Présenté à la Semaine de la Critique au Festival de Cannes 2025, Nino, premier long métrage de Pauline Loquès, déploie sur trois jours l’errance touchante d’un jeune homme en proie au choc.
Un vendredi gris, à Paris. Alors qu’il vient récupérer des résultats d’examens médicaux afin de prolonger son arrêt de travail pour burn-out, Nino (Théodore Pellerin) apprend à l’aube de son vingt-neuvième anniversaire qu’il est atteint d’un cancer de la gorge déclenché suite à un papillomavirus. Stupéfait, le jeune homme découvre dans le même temps qu’il démarre dès lundi son traitement à coups de séances de chimiothérapie, puis de radiothérapie. Un protocole qui ne lui fera pas perdre ses cheveux, mais risque par contre d’anéantir sa fertilité, ajoute le médecin. Dès lors, Nino a trois jours pour trouver quelqu’un de confiance pour l’accompagner à ses séances, pour apporter des spermatozoïdes à congeler, mais aussi pour tenter d’annoncer la nouvelle à ses proches.

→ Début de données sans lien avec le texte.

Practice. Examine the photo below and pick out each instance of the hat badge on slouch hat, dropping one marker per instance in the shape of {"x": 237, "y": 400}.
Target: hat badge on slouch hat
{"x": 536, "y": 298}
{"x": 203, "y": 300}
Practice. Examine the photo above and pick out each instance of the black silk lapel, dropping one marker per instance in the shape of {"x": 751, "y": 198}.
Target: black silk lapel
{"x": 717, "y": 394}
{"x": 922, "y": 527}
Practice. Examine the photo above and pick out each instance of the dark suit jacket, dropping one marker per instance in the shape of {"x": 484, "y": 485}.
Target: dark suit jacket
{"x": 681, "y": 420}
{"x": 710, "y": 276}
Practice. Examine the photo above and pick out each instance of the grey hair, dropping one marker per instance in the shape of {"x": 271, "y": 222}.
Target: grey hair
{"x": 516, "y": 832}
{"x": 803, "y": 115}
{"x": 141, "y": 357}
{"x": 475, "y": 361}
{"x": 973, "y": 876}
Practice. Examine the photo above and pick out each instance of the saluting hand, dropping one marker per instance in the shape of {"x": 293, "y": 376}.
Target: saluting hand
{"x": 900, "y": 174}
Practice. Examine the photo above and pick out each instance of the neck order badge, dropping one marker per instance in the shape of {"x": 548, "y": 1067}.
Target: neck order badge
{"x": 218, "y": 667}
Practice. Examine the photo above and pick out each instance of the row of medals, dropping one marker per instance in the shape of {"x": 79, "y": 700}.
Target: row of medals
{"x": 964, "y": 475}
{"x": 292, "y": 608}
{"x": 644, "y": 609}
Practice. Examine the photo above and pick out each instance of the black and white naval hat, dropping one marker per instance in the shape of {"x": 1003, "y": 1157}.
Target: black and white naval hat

Dès les premières minutes du film, Pauline Loquès parvient délicatement à s’extirper du drame tire-larmes. Tandis que la maladie de Nino est exposée dès le début du récit, le film choisit ensuite de se concentrer sur l’abasourdissement qui gangrène immédiatement le personnage suite à cette annonce foudroyante. Confus et hébété, Nino perd ses clefs d’appartement dans la foulée et va alors errer dans les rues parisiennes. D’un dîner au plat mal décongelé avec sa mère (Jeanne Balibar) à une soirée chez son meilleur ami Sofian (William Lebghil), en passant par des rencontres impromptues avec son ex (Camille Rutherford) et une ancienne camarade de classe (Salomé Dewaels), Nino dérive souvent, et bouleverse beaucoup, lors de ce weekend qui ne ressemble à aucun autre.
Boosté par la prestation profonde, et pourtant toute en retenue, de Théodore Pellerin, reparti avec l’amplement mérité Prix Fondation Louis Roederer de la Révélation à la Semaine de la Critique en mai dernier, Nino émeut par les pérégrinations de son personnage principal, ses séquences intimistes et ses répliques plutôt bien senties. La mise en scène, offrant un contrepoint habile à son propos rude grâce à son naturalisme et sa luminosité, laisse quant à elle éclore une poignée d’instants désarmants d’humour et de tendresse : celui de la conversation entre Nino et sa mère, comme celui de la confession du jeune homme à Zoé sur l’oreiller, pour ne citer qu’eux.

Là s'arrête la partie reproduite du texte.